Maybe there is a possible reason?

That's normal, I have that too. Only python -m nltk.downloader should work

Ok, found a work around. This is what I get:

PS C:\Users\zaesa\OneDrive\Escritorio\code\UtadGPT> pip show nltk Name: nltk Version: 3.8.1 Summary: Natural Language Toolkit Home-page: https://www.nltk.org/ Author: NLTK Team Author-email: nltk.team@gmail.com License: Apache License, Version 2.0 Location: c:\users\zaesa\appdata\local\packages\pythonsoftwarefoundation.python.3.10_qbz5n2kfra8p0\localcache\local-packages\python310\site-packages Requires: click, joblib, regex, tqdm Required-by: unstructured

So, it seems everything is fine. What makes less sense why it isn't working. There has to be another reason. Maybe regards Langchain working with nltk?

It seems to be via unstructured. I don't think they use nltk for all that much: https://github.com/search?q=repo%3AUnstructured-IO%2Funstructured%20nltk&type=code

Oh, so it seems a problem with Langchain right?

Maybe there is some type of incompatibilities....

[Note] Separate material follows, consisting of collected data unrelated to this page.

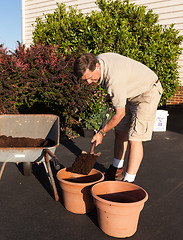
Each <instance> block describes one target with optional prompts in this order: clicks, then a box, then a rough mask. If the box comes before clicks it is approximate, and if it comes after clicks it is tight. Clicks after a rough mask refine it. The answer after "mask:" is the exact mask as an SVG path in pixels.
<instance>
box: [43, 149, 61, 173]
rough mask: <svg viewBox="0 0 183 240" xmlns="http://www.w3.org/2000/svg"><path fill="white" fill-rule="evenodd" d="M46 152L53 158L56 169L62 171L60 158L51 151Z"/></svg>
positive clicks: (45, 151)
mask: <svg viewBox="0 0 183 240" xmlns="http://www.w3.org/2000/svg"><path fill="white" fill-rule="evenodd" d="M45 152H46V153H48V154H49V155H50V157H52V161H53V164H54V167H55V169H56V170H59V169H60V163H59V161H58V158H57V157H56V156H55V154H53V153H52V152H51V151H50V150H49V149H45Z"/></svg>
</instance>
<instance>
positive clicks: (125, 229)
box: [91, 181, 148, 238]
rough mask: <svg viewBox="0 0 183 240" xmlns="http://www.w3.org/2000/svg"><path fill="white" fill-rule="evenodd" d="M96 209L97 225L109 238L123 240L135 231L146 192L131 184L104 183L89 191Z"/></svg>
mask: <svg viewBox="0 0 183 240" xmlns="http://www.w3.org/2000/svg"><path fill="white" fill-rule="evenodd" d="M91 193H92V195H93V198H94V201H95V205H96V207H97V215H98V224H99V226H100V228H101V230H102V231H103V232H104V233H106V234H107V235H109V236H112V237H118V238H125V237H130V236H132V235H133V234H135V232H136V231H137V225H138V219H139V215H140V212H141V210H142V209H143V206H144V203H145V202H146V201H147V199H148V194H147V192H146V191H145V190H144V189H143V188H141V187H139V186H137V185H135V184H132V183H126V182H119V181H106V182H101V183H97V184H96V185H94V186H93V187H92V189H91Z"/></svg>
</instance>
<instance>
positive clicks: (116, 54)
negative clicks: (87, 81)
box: [97, 53, 158, 109]
mask: <svg viewBox="0 0 183 240" xmlns="http://www.w3.org/2000/svg"><path fill="white" fill-rule="evenodd" d="M97 59H98V60H99V62H100V66H101V78H100V84H101V85H102V86H103V87H104V88H105V89H106V91H107V92H108V94H109V95H110V97H111V100H112V103H113V105H114V107H115V108H117V109H119V108H122V107H124V106H125V105H126V100H127V99H130V98H133V97H136V96H138V95H140V94H142V93H144V92H146V91H148V90H150V89H151V87H152V86H153V84H154V83H155V82H156V81H157V80H158V77H157V75H156V74H155V73H154V72H153V71H152V70H151V69H149V68H148V67H147V66H145V65H144V64H142V63H140V62H137V61H135V60H133V59H131V58H128V57H125V56H122V55H119V54H116V53H102V54H100V55H98V56H97Z"/></svg>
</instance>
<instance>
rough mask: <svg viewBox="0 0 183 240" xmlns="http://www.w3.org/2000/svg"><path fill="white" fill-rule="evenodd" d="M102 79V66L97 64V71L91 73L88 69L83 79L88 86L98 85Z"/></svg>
mask: <svg viewBox="0 0 183 240" xmlns="http://www.w3.org/2000/svg"><path fill="white" fill-rule="evenodd" d="M100 77H101V71H100V64H99V63H97V64H96V68H95V70H94V71H93V72H91V71H90V70H89V69H87V70H86V72H85V73H84V74H83V76H82V78H81V79H82V80H86V81H87V83H88V84H91V83H98V80H99V79H100Z"/></svg>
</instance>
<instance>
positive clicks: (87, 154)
mask: <svg viewBox="0 0 183 240" xmlns="http://www.w3.org/2000/svg"><path fill="white" fill-rule="evenodd" d="M97 159H98V155H96V154H81V155H79V156H77V157H76V159H75V161H74V163H73V164H72V167H70V168H67V171H70V172H73V173H78V174H85V175H87V174H89V173H90V171H91V170H92V168H93V166H94V165H95V163H96V161H97Z"/></svg>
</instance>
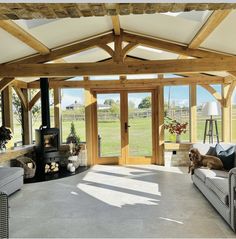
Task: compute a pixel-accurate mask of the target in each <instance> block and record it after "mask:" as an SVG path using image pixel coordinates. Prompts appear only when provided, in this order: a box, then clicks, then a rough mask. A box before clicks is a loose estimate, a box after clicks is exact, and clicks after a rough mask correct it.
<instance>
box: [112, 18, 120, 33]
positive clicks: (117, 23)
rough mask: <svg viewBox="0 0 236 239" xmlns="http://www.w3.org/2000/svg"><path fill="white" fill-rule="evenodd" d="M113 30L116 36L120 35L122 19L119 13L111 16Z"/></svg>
mask: <svg viewBox="0 0 236 239" xmlns="http://www.w3.org/2000/svg"><path fill="white" fill-rule="evenodd" d="M111 20H112V25H113V30H114V33H115V35H116V36H119V35H120V19H119V16H118V15H115V16H111Z"/></svg>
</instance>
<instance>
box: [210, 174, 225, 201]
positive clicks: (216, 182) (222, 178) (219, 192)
mask: <svg viewBox="0 0 236 239" xmlns="http://www.w3.org/2000/svg"><path fill="white" fill-rule="evenodd" d="M205 184H206V186H207V187H208V188H209V189H211V190H212V191H213V192H214V193H215V194H216V195H217V197H218V198H219V199H220V201H221V202H222V203H224V204H226V205H228V204H229V185H228V184H229V182H228V179H227V178H223V177H213V178H211V177H207V178H206V183H205Z"/></svg>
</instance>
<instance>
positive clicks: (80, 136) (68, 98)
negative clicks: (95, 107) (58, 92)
mask: <svg viewBox="0 0 236 239" xmlns="http://www.w3.org/2000/svg"><path fill="white" fill-rule="evenodd" d="M61 106H62V142H63V143H65V142H66V139H67V137H68V135H69V134H70V129H71V123H72V122H73V123H74V125H75V130H76V133H77V135H78V136H79V137H80V140H81V141H85V104H84V89H62V91H61Z"/></svg>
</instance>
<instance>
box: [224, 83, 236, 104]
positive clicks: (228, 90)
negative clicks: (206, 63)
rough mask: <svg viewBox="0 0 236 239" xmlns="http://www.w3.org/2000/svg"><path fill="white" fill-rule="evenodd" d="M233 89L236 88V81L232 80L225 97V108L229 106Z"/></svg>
mask: <svg viewBox="0 0 236 239" xmlns="http://www.w3.org/2000/svg"><path fill="white" fill-rule="evenodd" d="M235 87H236V80H234V81H232V82H231V83H230V86H229V88H228V91H227V94H226V96H225V107H229V106H230V102H231V98H232V95H233V93H234V89H235Z"/></svg>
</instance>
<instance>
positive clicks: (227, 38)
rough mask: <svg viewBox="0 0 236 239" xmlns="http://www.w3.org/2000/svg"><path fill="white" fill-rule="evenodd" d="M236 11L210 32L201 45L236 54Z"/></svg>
mask: <svg viewBox="0 0 236 239" xmlns="http://www.w3.org/2000/svg"><path fill="white" fill-rule="evenodd" d="M235 23H236V11H235V10H234V11H233V12H232V13H230V15H229V16H227V18H225V19H224V21H223V22H222V23H221V24H220V25H219V26H218V27H217V28H216V29H215V30H214V31H213V32H212V33H211V34H210V36H209V37H208V38H207V39H206V40H205V41H204V42H203V43H202V44H201V46H200V47H202V48H207V49H211V50H216V51H221V52H226V53H231V54H236V27H235Z"/></svg>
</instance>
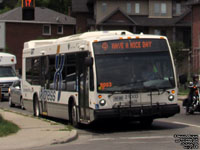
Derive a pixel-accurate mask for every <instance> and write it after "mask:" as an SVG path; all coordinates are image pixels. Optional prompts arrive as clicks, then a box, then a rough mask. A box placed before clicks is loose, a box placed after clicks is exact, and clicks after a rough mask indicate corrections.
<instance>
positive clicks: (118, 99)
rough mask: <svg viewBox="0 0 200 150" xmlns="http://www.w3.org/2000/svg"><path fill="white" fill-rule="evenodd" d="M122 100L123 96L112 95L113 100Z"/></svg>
mask: <svg viewBox="0 0 200 150" xmlns="http://www.w3.org/2000/svg"><path fill="white" fill-rule="evenodd" d="M123 100H124V98H123V96H114V97H113V101H114V102H121V101H123Z"/></svg>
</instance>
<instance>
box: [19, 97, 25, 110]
mask: <svg viewBox="0 0 200 150" xmlns="http://www.w3.org/2000/svg"><path fill="white" fill-rule="evenodd" d="M20 107H21V109H22V110H24V109H25V108H24V101H23V99H22V97H21V98H20Z"/></svg>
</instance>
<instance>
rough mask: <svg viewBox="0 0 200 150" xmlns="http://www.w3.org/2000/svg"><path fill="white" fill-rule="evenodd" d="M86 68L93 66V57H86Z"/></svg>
mask: <svg viewBox="0 0 200 150" xmlns="http://www.w3.org/2000/svg"><path fill="white" fill-rule="evenodd" d="M84 63H85V65H86V66H92V65H93V58H92V57H86V58H85V61H84Z"/></svg>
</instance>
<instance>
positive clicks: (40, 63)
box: [40, 56, 49, 115]
mask: <svg viewBox="0 0 200 150" xmlns="http://www.w3.org/2000/svg"><path fill="white" fill-rule="evenodd" d="M48 59H49V58H48V56H42V57H41V60H40V65H41V72H40V79H41V81H40V82H41V83H40V84H41V88H42V89H46V88H47V87H46V86H47V83H46V80H47V78H48V70H49V67H48V65H49V60H48ZM41 108H42V114H43V115H47V99H46V97H45V98H44V99H41Z"/></svg>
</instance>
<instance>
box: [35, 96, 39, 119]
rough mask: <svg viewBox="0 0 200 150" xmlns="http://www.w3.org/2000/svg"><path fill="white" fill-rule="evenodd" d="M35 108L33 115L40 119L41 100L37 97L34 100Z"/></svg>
mask: <svg viewBox="0 0 200 150" xmlns="http://www.w3.org/2000/svg"><path fill="white" fill-rule="evenodd" d="M33 108H34V111H33V115H34V116H35V117H39V116H40V106H39V100H38V98H37V96H35V98H34V106H33Z"/></svg>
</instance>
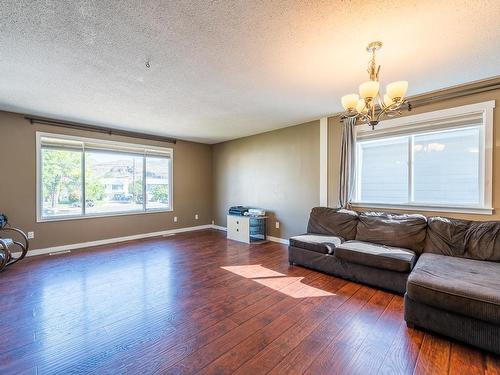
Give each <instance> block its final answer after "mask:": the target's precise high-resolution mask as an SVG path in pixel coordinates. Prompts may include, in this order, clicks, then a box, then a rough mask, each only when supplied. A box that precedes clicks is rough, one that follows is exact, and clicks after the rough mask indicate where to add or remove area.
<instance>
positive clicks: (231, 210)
mask: <svg viewBox="0 0 500 375" xmlns="http://www.w3.org/2000/svg"><path fill="white" fill-rule="evenodd" d="M229 215H236V216H266V211H264V210H262V209H260V208H250V207H246V206H233V207H230V208H229Z"/></svg>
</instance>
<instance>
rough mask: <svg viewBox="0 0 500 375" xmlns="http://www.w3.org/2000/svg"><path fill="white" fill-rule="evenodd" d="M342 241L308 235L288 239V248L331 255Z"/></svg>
mask: <svg viewBox="0 0 500 375" xmlns="http://www.w3.org/2000/svg"><path fill="white" fill-rule="evenodd" d="M342 241H343V239H342V238H340V237H337V236H327V235H324V234H314V233H308V234H302V235H300V236H294V237H290V246H294V247H299V248H301V249H306V250H310V251H315V252H317V253H321V254H332V253H333V251H334V250H335V247H336V246H338V245H340V244H341V243H342Z"/></svg>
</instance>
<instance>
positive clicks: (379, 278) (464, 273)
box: [289, 207, 500, 354]
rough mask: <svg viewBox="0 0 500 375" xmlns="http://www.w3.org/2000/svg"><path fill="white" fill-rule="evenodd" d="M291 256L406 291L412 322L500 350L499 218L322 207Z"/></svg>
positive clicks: (318, 207) (352, 279) (457, 336)
mask: <svg viewBox="0 0 500 375" xmlns="http://www.w3.org/2000/svg"><path fill="white" fill-rule="evenodd" d="M289 261H290V263H291V264H298V265H302V266H305V267H309V268H313V269H316V270H319V271H323V272H326V273H330V274H333V275H336V276H339V277H343V278H346V279H349V280H353V281H356V282H361V283H366V284H370V285H374V286H377V287H380V288H384V289H388V290H391V291H393V292H396V293H400V294H404V295H405V319H406V321H407V323H408V324H409V325H410V326H417V327H421V328H425V329H428V330H431V331H434V332H437V333H440V334H444V335H447V336H450V337H452V338H455V339H457V340H461V341H464V342H466V343H469V344H472V345H475V346H478V347H480V348H483V349H486V350H489V351H492V352H495V353H497V354H500V222H496V221H490V222H476V221H466V220H456V219H448V218H442V217H429V218H426V217H425V216H422V215H416V214H403V215H399V214H390V213H383V212H382V213H381V212H362V213H357V212H354V211H349V210H343V209H332V208H326V207H316V208H313V209H312V211H311V215H310V218H309V224H308V228H307V234H305V235H301V236H294V237H292V238H290V245H289Z"/></svg>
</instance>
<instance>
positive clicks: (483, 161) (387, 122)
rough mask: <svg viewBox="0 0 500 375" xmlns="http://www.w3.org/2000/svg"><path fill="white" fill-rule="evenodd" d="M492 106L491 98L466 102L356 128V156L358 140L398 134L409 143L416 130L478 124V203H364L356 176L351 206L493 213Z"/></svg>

Unstructured just pushed a release 5 minutes ago: https://github.com/Unstructured-IO/unstructured/releases/tag/0.8.7

Upgrading to that fixed it for me.

Awesome! I hope that fixes it for you too @venturaEffect

So do I have to pip install langchain again @akowalsk ? Appreciate any guidance 🙏

I think pip install -U unstructured should do it.

I don't think so, you should just have to do pip install -U unstructured. I can't say for sure though because I'm using unstructured directly right now. My error was exactly the same as what you saw and it went away once I upgraded to 0.8.7.

Thank you soooo much @akowalsk !! You saved my day! Wish you a wonderful weekend!

Also thanks a lot to @tomaarsen . Amazing support!! Enjoy the weekend!!